Datum
23. April – 24. April 2025
CfP for Panel at 2025 Health, Environment, and Anthropology (HEAT) Conference, UK
CFP below for a panel on „Intimate mediation: hormones and endocrine disruption across species, place, and time”
2025 Health, Environment, and Anthropology (HEAT) Conference
Durham University, UK
April 23–24, 2025
Co-organised by Durham and Edinburgh universities and sponsored by the Royal Anthropological Society (RAI)
The call is scheduled to close on 13 January, although we will keep this under review and extend if it seems necessary.
Abstracts can be submitted via the Abstract Management portal. The website includes guidance and a list of panels a proposer can select from.
Panel #21: „Intimate mediation: hormones and endocrine disruption across species, place, and time”

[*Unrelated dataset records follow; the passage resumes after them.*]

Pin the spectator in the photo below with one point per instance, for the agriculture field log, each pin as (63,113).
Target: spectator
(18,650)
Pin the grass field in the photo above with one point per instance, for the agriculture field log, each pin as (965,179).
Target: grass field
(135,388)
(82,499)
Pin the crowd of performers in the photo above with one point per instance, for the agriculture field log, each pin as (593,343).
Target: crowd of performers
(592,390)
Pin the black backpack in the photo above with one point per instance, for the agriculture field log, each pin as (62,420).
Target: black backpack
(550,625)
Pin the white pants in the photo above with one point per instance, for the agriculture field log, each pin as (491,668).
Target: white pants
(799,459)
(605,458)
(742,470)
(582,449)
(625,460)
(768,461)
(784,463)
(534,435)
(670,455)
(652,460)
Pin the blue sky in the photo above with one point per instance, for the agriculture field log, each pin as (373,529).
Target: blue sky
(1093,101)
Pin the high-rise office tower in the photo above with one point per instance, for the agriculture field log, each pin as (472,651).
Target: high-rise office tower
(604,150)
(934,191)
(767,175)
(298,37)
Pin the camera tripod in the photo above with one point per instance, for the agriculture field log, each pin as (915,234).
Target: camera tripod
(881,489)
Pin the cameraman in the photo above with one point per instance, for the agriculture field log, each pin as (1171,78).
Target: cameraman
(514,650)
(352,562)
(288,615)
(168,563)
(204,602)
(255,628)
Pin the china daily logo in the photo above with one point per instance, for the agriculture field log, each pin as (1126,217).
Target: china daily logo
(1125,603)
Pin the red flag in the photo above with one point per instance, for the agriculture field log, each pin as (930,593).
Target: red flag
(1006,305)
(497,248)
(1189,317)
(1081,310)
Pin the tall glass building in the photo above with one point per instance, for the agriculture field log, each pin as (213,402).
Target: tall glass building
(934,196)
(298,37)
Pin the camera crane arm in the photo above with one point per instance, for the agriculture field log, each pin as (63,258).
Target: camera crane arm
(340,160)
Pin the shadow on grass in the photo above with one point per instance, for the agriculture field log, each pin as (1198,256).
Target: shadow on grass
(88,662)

Keywords: hormones, chemicals, endocrine disruption, EDCs, plastics, prescription drugs, side effects, alterlife, green chemistry
This panel invites consideration of endocrine disrupting chemicals (EDCs) as a key link between health and environment. EDCs are synthetic chemicals that interact with the hormonal messaging processes of humans and other animals, commonly found in everyday items, notably many plastics. These ubiquitous substances transcend local environments through weather patterns and industrial chains, defy consumer rationales of personal protection through „organic” or „green” choices, and have effects that are unpredictable and may remain latent for generations. EDCs are now constitutive of our bodies, complicating any ideas about an un-altered „pure” state, and have been linked to health issues as disparate as diabetes, endometriosis, asthma, early puberty, obesity, and gender dysphoria. There is good reason to consider hormonally-active pharmaceuticals as EDCs, particularly given how they can exceed the consumer’s bodily system and enter into waterways and other shared environments. EDCs trouble standard political positions around individual autonomy and choice, complicating conservative impulses towards protectionism and immunity. Studying „the exposome” troubles standard ways of making knowledge about chemicals: chemical effects come into being in interaction with one another instead of as isolated variables, and timing of exposure often matters more than dosage (counter to the toxicological maxim ‚the dose makes the poison’). Add to this the lobbying pressure from petroleum and chemical industries, and it is clear why it can be profoundly difficult to acknowledge and take action about EDCs. Yet, some medical research centers, activist groups, artists, and even industrial initiatives around „green chemistry” are doing so. This nexus begs further anthropological inquiry.